Munger concurred. “I think that’s perfectly clear,” he said.

‘Nobody Should be Roadkill’

The subject of labor force “roadkill” came up again during the very last question of the meeting about the fear that corporate America is created for millions of workers by sending jobs overseas to maximize shareholder value—the very analogy that Buffett had drawn in his discussion of AI. “Do you think that businesses should consider factors outside of pure economics in making these types of decisions? What obligations do they have to their employees and communities? If a Berkshire CEO came to you for your approval to close an operation and relocate it overseas to save money, what questions would you ask beyond the economics of the decision,” the shareholder asked.

Buffett described the benefits of free trade but emphasized the obligation of government to take care of the workers hurt in the process. Reviewing examples specific to Berkshire investments, like Fruit of the Loom and Dexter Shoes, he said they would not be able to compete today if production had not been moved outside the U.S. decades ago.

“Trade—both export and import—is enormously beneficial to both the United States and the world.” But the textile workers in New Bedford and the former shoe workers at Dexter are not comforted by the idea that they’re doing this for the greater good—”so that shoes or underwear would sell for 5 percent less” or some amount that the American public doesn’t even notice.

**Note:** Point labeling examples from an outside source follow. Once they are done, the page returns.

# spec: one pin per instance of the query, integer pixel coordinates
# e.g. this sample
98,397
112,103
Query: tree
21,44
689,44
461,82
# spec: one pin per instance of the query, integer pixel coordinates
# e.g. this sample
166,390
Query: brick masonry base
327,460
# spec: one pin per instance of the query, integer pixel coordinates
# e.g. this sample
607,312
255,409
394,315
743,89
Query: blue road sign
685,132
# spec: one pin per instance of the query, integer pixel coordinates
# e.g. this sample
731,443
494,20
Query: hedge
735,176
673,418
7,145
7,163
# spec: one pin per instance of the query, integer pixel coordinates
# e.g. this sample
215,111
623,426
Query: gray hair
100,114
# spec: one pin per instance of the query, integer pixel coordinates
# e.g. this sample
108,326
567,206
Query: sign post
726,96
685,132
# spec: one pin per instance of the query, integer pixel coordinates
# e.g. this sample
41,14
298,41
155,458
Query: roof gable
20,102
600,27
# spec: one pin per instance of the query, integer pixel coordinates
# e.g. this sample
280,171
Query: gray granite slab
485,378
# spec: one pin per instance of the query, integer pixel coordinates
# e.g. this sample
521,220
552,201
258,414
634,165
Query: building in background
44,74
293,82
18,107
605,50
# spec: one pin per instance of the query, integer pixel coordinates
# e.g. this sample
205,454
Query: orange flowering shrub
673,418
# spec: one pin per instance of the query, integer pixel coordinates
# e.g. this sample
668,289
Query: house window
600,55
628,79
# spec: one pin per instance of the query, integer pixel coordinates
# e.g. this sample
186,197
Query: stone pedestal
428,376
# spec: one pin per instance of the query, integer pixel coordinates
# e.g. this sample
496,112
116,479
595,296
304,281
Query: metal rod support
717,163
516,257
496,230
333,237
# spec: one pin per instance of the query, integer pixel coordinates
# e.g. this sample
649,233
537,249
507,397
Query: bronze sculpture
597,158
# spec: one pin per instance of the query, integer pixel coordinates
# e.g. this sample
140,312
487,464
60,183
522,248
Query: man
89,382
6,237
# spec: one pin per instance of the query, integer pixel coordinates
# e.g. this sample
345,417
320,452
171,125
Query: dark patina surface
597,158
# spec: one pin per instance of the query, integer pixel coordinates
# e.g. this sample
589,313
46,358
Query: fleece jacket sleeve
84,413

“Nobody should be roadkill,” Buffett said, prescribing two government actions to deal with the consequences of free trade.

“We need an educator-in-chief, logically the president—I don’t mean this specific president. I mean any president…—has to be able to explain to the American public the benefits of free trade.

“And then beyond that, we have to have policies that take care of the people that become the roadkill in the process because it doesn’t make any difference to me…if my life is miserable because of something that’s good for some 320 million people in some infinitesimal way and it’s messed up my life,” he said, describing the plight of displaced domestic workers.

“You’ve got an enormously prosperous country—almost $60,000 in GDP per capita… Six-times what it was when I was born in real terms. So, we’ve got[ten] to prosperity, and prosperity is enhanced by trade. We were only exporting 5 percent of our GDP back in 1970 and [now] it’s up around 12 percent….

Buffett continued: “We have got the resources to take care of those people. The investors, I don’t worry about….The investors can diversify their investments in such a way that overall trade probably benefits them and they don’t get killed by a specific industry condition. But the worker, in many cases, can’t do that. You’re not going to retrain some 55-year-old workers in New Bedford who may not even speak English in our textile mill. If they get destroyed by something that’s good for society, they get destroyed unless government puts in some policies that take care of [them].

“We’ve got a rich society that can do that, and we’ve got a society that will benefit from free trade. I think we ought to hit both objectives by making sure there is not roadkill and that at the same time 320-some million people get the benefits of free trade,” he concluded.